Monday’s event at Boise State University was the 24th and final Interior Department listening session on “collaborative conservation” in states including Alaska, Florida, Washington and Maine.
In Idaho, Kempthorne got an earful from pro-development, ranching and hunting groups who called the 1973 Endangered Species Act outdated and in need of overhaul to aid economic development they claimed was now hamstrung by bureaucracy and the courts. Their poster child: the gray wolf, which remains federally protected although there are about 700 in Idaho.
Environmentalists reminded Kempthorne that while changes may be needed, the law has helped prevent 1,000 species from vanishing.
With less than one month to go before Nov. 7 national elections that could result in Democrats winning leadership in Congress, Kempthorne said he’s optimistic the atmosphere of cooperation he’s trying to foster by bringing warring parties together at events like Monday’s in Boise will survive any potential shake-up.
“We have Republicans and Democrats that are involved in this cooperative conservation atmosphere,” Kempthorne said. “I don’t think that’s going to change.”
In Alaska, several dozen Fairbanks-area residents told Kempthorne to protect the sensitive Arctic National Wildlife Refuge from oil drilling, while environmental groups at a Sept. 25 event in Florida demanded that the Bush administration enforce environmental laws.
Many who attended an August session in Spokane told Kempthorne their private property rights were under assault.
Many of the 40 people who spoke in Boise argued that federal laws have shortchanged would-be golf course developers, forced homebuilders to duplicate paperwork and emptied forests of hunter-coveted elk, due to wolf attacks.
“I get phone calls daily from sportsmen who say our woods are devoid of animals,” said Marv Hagedorn, of the group Sportsman for Fish & Wildlife.
Joe Nelson, a lawyer for the National Endangered Species Act Reform Coalition, told Kempthorne to develop regulations that increase local government involvement and encourage voluntary participation in conservation programs.
“(It’s a) question of how to balance both our natural resource legacy with the ongoing need to have a diverse and robust economy,” Nelson said.
Meanwhile, National Audubon Society members told the former governor that reforming the law shouldn’t mean gutting it.
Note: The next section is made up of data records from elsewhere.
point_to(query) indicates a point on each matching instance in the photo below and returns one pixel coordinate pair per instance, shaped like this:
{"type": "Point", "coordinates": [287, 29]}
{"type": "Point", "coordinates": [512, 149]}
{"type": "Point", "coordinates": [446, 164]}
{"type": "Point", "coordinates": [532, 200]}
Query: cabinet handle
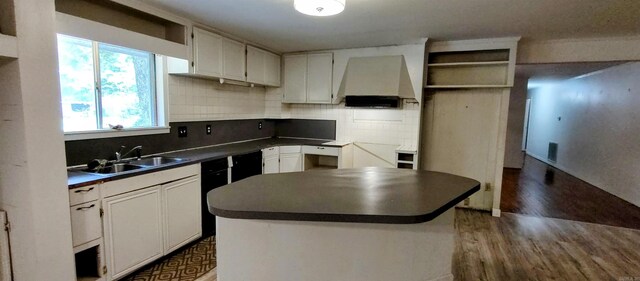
{"type": "Point", "coordinates": [85, 208]}
{"type": "Point", "coordinates": [83, 191]}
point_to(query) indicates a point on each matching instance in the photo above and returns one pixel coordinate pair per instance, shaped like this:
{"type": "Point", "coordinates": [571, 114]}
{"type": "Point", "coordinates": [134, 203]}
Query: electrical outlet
{"type": "Point", "coordinates": [182, 131]}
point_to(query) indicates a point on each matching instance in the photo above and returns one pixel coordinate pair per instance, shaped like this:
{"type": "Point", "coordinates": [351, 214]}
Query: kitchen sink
{"type": "Point", "coordinates": [117, 168]}
{"type": "Point", "coordinates": [155, 161]}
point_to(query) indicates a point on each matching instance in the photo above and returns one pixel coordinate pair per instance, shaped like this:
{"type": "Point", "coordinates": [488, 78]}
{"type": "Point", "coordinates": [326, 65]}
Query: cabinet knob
{"type": "Point", "coordinates": [85, 208]}
{"type": "Point", "coordinates": [83, 190]}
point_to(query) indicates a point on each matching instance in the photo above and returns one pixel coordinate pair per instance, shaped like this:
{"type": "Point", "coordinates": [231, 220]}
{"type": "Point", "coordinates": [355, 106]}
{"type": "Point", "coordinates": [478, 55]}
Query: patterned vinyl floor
{"type": "Point", "coordinates": [184, 265]}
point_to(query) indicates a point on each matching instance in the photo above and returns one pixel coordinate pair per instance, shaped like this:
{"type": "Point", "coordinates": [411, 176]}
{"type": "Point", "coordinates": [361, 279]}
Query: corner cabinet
{"type": "Point", "coordinates": [263, 67]}
{"type": "Point", "coordinates": [308, 78]}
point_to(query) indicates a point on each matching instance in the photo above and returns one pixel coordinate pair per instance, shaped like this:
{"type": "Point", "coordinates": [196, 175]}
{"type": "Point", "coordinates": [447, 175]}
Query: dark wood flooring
{"type": "Point", "coordinates": [522, 247]}
{"type": "Point", "coordinates": [541, 190]}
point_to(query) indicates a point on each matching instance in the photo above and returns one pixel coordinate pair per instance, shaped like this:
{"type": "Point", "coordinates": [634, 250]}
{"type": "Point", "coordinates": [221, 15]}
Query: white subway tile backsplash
{"type": "Point", "coordinates": [194, 99]}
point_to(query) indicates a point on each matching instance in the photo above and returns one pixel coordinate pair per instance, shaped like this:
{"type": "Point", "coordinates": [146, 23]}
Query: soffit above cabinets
{"type": "Point", "coordinates": [276, 24]}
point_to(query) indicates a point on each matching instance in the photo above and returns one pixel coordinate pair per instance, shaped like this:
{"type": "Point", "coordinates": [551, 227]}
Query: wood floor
{"type": "Point", "coordinates": [541, 190]}
{"type": "Point", "coordinates": [520, 247]}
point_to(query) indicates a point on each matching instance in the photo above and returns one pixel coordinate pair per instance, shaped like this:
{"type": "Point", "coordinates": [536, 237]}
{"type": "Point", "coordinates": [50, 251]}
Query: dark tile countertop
{"type": "Point", "coordinates": [79, 179]}
{"type": "Point", "coordinates": [364, 195]}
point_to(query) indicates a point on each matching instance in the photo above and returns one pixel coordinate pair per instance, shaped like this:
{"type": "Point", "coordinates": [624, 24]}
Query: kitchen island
{"type": "Point", "coordinates": [349, 224]}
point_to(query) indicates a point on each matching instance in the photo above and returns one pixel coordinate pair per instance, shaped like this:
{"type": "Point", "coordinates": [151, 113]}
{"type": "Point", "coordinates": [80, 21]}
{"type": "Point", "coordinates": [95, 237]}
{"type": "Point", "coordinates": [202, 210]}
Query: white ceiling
{"type": "Point", "coordinates": [364, 23]}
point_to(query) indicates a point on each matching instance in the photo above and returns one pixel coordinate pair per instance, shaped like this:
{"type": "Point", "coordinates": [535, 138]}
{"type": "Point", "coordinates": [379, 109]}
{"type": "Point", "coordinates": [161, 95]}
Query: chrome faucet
{"type": "Point", "coordinates": [137, 149]}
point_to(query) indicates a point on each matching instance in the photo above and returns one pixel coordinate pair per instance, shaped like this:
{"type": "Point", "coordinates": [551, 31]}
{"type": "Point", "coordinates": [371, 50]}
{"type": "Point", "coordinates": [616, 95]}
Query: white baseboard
{"type": "Point", "coordinates": [496, 212]}
{"type": "Point", "coordinates": [443, 278]}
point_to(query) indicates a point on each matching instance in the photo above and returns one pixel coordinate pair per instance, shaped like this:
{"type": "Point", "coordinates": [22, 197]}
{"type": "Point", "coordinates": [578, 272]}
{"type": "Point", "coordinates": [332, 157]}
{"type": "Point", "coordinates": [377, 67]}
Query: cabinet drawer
{"type": "Point", "coordinates": [83, 194]}
{"type": "Point", "coordinates": [321, 150]}
{"type": "Point", "coordinates": [270, 151]}
{"type": "Point", "coordinates": [85, 223]}
{"type": "Point", "coordinates": [290, 149]}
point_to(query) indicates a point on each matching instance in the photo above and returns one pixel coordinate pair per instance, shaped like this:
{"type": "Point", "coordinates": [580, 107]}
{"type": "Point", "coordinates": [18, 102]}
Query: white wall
{"type": "Point", "coordinates": [579, 50]}
{"type": "Point", "coordinates": [513, 154]}
{"type": "Point", "coordinates": [399, 130]}
{"type": "Point", "coordinates": [192, 99]}
{"type": "Point", "coordinates": [33, 178]}
{"type": "Point", "coordinates": [594, 120]}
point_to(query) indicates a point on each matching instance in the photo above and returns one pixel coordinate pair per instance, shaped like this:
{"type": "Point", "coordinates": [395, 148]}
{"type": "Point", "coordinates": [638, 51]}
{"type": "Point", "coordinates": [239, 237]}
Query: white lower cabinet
{"type": "Point", "coordinates": [133, 230]}
{"type": "Point", "coordinates": [181, 204]}
{"type": "Point", "coordinates": [85, 223]}
{"type": "Point", "coordinates": [149, 216]}
{"type": "Point", "coordinates": [290, 159]}
{"type": "Point", "coordinates": [271, 160]}
{"type": "Point", "coordinates": [270, 164]}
After all, bald eagles, trumpeter swans and wolves likely wouldn’t have survived without it, said Bruce Ackerman, Boise chapter president.
“Cooperative conservation is not a substitute for good, effective laws,” Ackerman said.
The Idaho Conservation League pointed to proposals it backs – planned federal wildernesses in Idaho’s Boulder and White Cloud mountains and the Owyhee canyonlands – as evidence that collaboration among disparate groups including ranchers, county commissioners and environmentalists can succeed.
Though finding common ground “is undeniably the future,” conflict can be helpful, too, said director Rick Johnson.
“Many of the issues we work on are very challenging, and civil conflict does have a role,” he said. “It focuses the discussion.”